Linux – How to prevent TCP connection timeout when FTP’ing large file

ftplinuxnetworkingvmware-player

I am not able to FTP (retrieve) a large file from the Internet to my Linux VM. It times out after a while.

The actual error is "Could not read reply from control connection — timed out."
This error occurs after a few minutes, after a good chunk of the file has already been transferred.

The setup is:

FTP Client:  ncftpget running in Linux on VMWare Player 3.0
FTP Server:  somebody else's machine out on the Internet, configuration unknown
Guest OS:    Ubuntu 8.10 Linux 32-bit, with vmxnet and vmware tools installed.
Host OS:     Vista 64-bit
Network:     Linux VM connects to the Internet via Bridged NIC (also tried NAT)
FTP Mode:    PASV

I did find some forum postings mentioning a 2-minute timeout somewhere. But exactly where and how to fix it was not clear. Some troubleshooting steps already tried:

  • I have switched from VMWare Player 3.0 to VirtualBox 3.0.x, but no luck.
  • I also changed from NAT to Bridged virtual NICs, but no luck

UPDATE
Netstat on the Linux VM and the equivalent admin page on the DIR-655 router both show the connection is alive and well (tcp 'ESTABLISHED' status). Vista doesn't see the connection at all, which I guess is normal if connection state is managed only within the VM.

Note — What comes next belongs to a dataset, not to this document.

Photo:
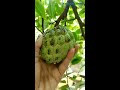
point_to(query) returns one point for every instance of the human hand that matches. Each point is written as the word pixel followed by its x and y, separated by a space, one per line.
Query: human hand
pixel 48 76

Here's the output from netsh interface tcp show global on Vista, in case it's useful:

C:\Users\alex>netsh interface tcp show global
Querying active state...

TCP Global Parameters
----------------------------------------------
Receive-Side Scaling State          : enabled
Chimney Offload State               : disabled
Receive Window Auto-Tuning Level    : highlyrestricted
Add-On Congestion Control Provider  : none
ECN Capability                      : disabled
RFC 1323 Timestamps                 : disabled
** The above autotuninglevel setting is the result of Windows Scaling heuristics
overriding any local/policy configuration.

Best Answer

For troubleshooting purposes, try downloading the same file via wget or curl. I suspect that PEra is correct, NOOP commands will prevent this, and possibly wget or curl would send them.